Influenza-like-illness (ILI): Acute onset of respiratory illness with fever and cough and with one or more of the following - sore throat, arthralgia, myalgia, or prostration which is likely due to influenza. In children under 5, gastrointestinal symptoms may also be present. In patients under 5 or 65 and older, fever may not be prominent.
Greater than 10% absenteeism (or absenteeism that is higher (e.g. >5-10%) than expected level as determined by school or public health authority) which is likely due to ILI.
Note: it is recommended that ILI school outbreaks be laboratory confirmed at the beginning of influenza season as it may be the first indication of community transmission in an area.
- Hospitals and residential institutions:
- two or more cases of ILI within a seven-day period, including at least one laboratory confirmed case. Institutional outbreaks should be reported within 24 hours of identification.
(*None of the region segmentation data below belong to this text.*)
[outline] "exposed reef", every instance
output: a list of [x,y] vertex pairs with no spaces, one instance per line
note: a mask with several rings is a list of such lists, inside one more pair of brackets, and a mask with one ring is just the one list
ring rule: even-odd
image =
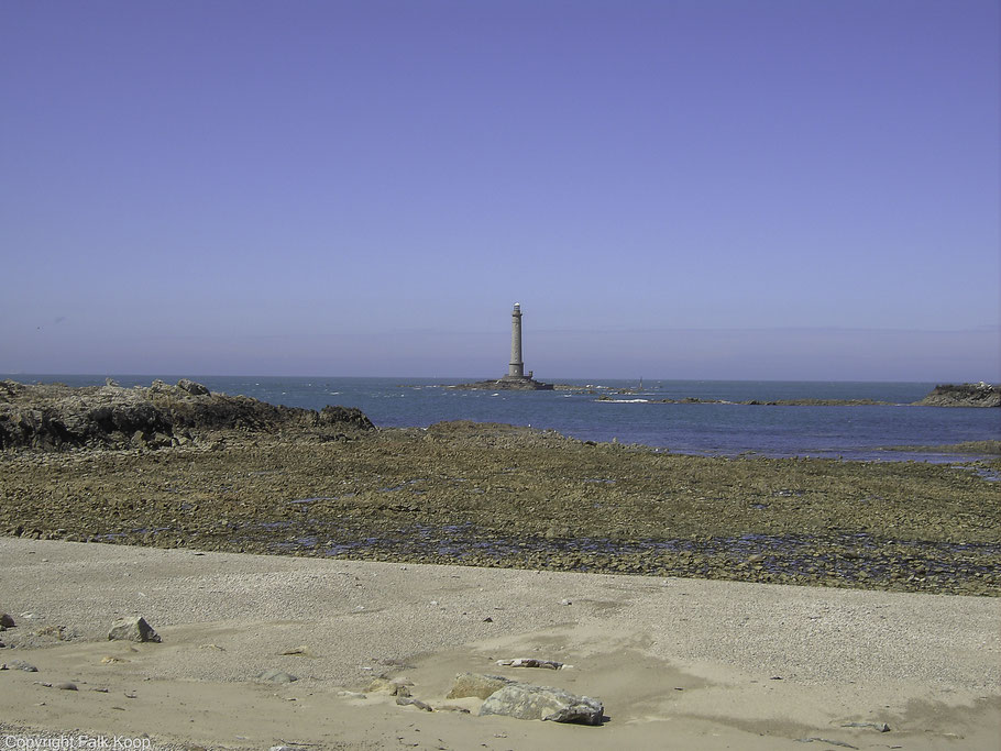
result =
[[979,384],[945,384],[914,404],[921,407],[1001,407],[1001,387],[982,380]]
[[496,380],[477,380],[472,384],[446,386],[446,388],[476,391],[551,391],[553,387],[552,384],[543,384],[531,376],[504,376]]
[[321,438],[372,430],[355,408],[320,411],[270,405],[244,396],[212,394],[182,378],[176,386],[154,380],[148,388],[0,382],[0,449],[184,445],[209,432],[288,429]]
Residential institutions include but not limited to long-term care facilities (LTCF) and prisons.
- Greater than 10% absenteeism on any day which is most likely due to ILI.
- Other settings:
- two or more cases of ILI within a seven-day period, including at least one laboratory confirmed case; i.e. closed communities.
Note that reporting of outbreaks of influenza/ILI from different types of facilities differs between jurisdictions.
Influenza/ILI activity level
1 = No activity: no laboratory-confirmed influenza detections in the reporting week, however, sporadically occurring ILI may be reported
2 = Sporadic: sporadically occurring ILI and lab confirmed influenza detection(s) with no outbreaks detected within the influenza surveillance region Footnote †
3 = Localized:
- evidence of increased ILIFootnote * and
- lab confirmed influenza detection(s) together with
- outbreaks in schools, hospitals, residential institutions and/or other types of facilities occurring in less than 50% of the influenza surveillance regionFootnote †
4 = Widespread:
- evidence of increased ILIFootnote * and
- lab confirmed influenza detection(s) together with
- outbreaks in schools, hospitals, residential institutions and/or other types of facilities occurring in greater than or equal to 50% of the influenza surveillance regionFootnote †
Note: ILI data may be reported through sentinel physicians, emergency room visits or health line telephone calls.